He said that Government was working “tirelessly” to ensure that asylum seekers who have fled to Ireland and have been left without State-provided accommodation will be housed.

Northern Ireland council elections
Sinn Féin president Mary Lou McDonald (PA)

Sinn Féin leader Mary Lou McDonald noted it said something about political life in Ireland that the vast majority of politicians who put themselves forward for election have criticised the actions of the far right “because these are the values of the Irish people”.

“Barricades are wrong, blockades at the accommodation of anyone, but particularly vulnerable people is wrong, wrong, and wrong again,” she said.

Sinn Fein TD John Brady accused the government of having a hand in creating “the current mess”, criticising Ireland’s asylum system as “unworkable” and “unfair” to applicants.

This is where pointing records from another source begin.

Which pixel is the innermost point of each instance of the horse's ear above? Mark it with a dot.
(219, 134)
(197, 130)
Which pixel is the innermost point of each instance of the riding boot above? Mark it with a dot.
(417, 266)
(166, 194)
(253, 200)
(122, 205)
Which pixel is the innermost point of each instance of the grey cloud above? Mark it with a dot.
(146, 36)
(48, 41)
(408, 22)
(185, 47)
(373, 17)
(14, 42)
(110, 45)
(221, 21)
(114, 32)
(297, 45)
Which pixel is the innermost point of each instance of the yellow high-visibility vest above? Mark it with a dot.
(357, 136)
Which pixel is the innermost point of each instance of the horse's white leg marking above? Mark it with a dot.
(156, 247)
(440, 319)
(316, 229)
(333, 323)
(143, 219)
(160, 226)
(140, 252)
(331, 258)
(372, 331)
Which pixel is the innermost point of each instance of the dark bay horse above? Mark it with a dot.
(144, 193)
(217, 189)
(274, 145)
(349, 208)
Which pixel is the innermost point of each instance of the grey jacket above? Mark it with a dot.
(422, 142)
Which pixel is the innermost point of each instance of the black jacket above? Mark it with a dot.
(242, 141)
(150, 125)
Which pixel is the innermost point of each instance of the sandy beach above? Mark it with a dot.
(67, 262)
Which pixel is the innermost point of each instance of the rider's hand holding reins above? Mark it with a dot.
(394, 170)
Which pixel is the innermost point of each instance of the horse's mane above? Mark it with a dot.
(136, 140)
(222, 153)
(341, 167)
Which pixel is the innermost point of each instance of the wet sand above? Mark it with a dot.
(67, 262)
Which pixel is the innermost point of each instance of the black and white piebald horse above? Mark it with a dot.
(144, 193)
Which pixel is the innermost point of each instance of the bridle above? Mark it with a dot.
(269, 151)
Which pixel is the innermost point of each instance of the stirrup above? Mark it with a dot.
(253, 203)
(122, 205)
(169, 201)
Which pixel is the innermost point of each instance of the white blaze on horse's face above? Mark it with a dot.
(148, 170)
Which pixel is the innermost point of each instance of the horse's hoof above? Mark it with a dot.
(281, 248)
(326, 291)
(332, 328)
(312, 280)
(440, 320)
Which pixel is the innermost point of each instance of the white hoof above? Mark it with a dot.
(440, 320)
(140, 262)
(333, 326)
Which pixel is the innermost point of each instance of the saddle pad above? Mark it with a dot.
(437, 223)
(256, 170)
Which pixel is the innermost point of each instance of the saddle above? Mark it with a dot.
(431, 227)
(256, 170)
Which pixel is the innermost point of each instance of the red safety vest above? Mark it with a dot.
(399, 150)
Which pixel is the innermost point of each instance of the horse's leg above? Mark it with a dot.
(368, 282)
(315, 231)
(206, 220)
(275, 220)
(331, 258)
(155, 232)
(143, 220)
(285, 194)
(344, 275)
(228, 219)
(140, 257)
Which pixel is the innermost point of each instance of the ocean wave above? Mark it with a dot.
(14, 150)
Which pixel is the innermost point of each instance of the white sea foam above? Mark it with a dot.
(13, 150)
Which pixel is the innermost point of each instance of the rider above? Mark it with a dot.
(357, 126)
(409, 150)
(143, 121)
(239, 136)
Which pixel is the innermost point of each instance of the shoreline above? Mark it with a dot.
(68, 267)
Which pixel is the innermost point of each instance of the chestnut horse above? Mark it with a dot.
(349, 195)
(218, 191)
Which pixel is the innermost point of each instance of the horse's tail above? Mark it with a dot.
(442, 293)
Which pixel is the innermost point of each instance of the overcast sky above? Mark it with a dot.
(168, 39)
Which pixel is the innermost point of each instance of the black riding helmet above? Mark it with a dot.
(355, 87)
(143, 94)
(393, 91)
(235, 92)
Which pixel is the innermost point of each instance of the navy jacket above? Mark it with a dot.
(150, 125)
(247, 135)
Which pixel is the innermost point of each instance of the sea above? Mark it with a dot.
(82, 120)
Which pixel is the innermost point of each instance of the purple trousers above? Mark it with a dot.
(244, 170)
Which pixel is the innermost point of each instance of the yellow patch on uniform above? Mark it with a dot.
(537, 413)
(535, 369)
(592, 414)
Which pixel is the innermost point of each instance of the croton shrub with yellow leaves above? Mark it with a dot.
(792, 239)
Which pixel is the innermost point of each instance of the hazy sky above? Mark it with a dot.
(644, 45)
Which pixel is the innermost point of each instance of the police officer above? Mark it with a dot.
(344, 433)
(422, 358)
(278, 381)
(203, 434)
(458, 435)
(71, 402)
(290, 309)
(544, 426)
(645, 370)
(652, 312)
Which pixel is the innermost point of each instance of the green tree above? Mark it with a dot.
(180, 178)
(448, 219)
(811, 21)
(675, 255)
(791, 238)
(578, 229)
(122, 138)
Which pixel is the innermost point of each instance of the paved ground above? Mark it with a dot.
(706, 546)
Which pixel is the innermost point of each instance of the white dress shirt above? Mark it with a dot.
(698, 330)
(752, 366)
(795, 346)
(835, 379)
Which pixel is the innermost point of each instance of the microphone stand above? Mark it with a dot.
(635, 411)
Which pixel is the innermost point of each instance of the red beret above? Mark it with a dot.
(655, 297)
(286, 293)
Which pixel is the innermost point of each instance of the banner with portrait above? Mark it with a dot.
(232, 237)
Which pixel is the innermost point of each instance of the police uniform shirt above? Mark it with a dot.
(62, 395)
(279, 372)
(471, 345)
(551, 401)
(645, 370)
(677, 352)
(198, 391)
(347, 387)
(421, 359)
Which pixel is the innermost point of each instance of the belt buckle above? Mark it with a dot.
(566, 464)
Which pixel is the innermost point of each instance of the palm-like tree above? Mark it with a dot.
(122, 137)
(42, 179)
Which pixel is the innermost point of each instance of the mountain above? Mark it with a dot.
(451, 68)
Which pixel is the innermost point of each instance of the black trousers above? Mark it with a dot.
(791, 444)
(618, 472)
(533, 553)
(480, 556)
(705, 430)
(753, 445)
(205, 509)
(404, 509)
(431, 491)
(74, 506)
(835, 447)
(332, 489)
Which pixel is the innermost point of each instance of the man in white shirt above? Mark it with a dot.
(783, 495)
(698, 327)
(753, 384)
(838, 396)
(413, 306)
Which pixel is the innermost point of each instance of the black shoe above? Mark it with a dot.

“It is also a fact that it is less well off communities which have had to accommodate the vast majority of refugees, and from the outset the government has failed to deliver on its commitments and responsibilities – at best it has, at times, been reacting to events rather than delivering solutions up front,” he said.

Labour TD Duncan Smith said that the statements from three ministers was an example of the “coordinated, coherent response from government” that the opposition had been calling for.

He said that he had concerns about “a small minority” of public representatives who he said he “would not trust” with certain information in relation to where new arrivals were going to be accommodated.

“There has been instances where representatives have come and said things at public meetings, or have dropped leaflets and that, quite simply, is something that we cannot stand for,” he said.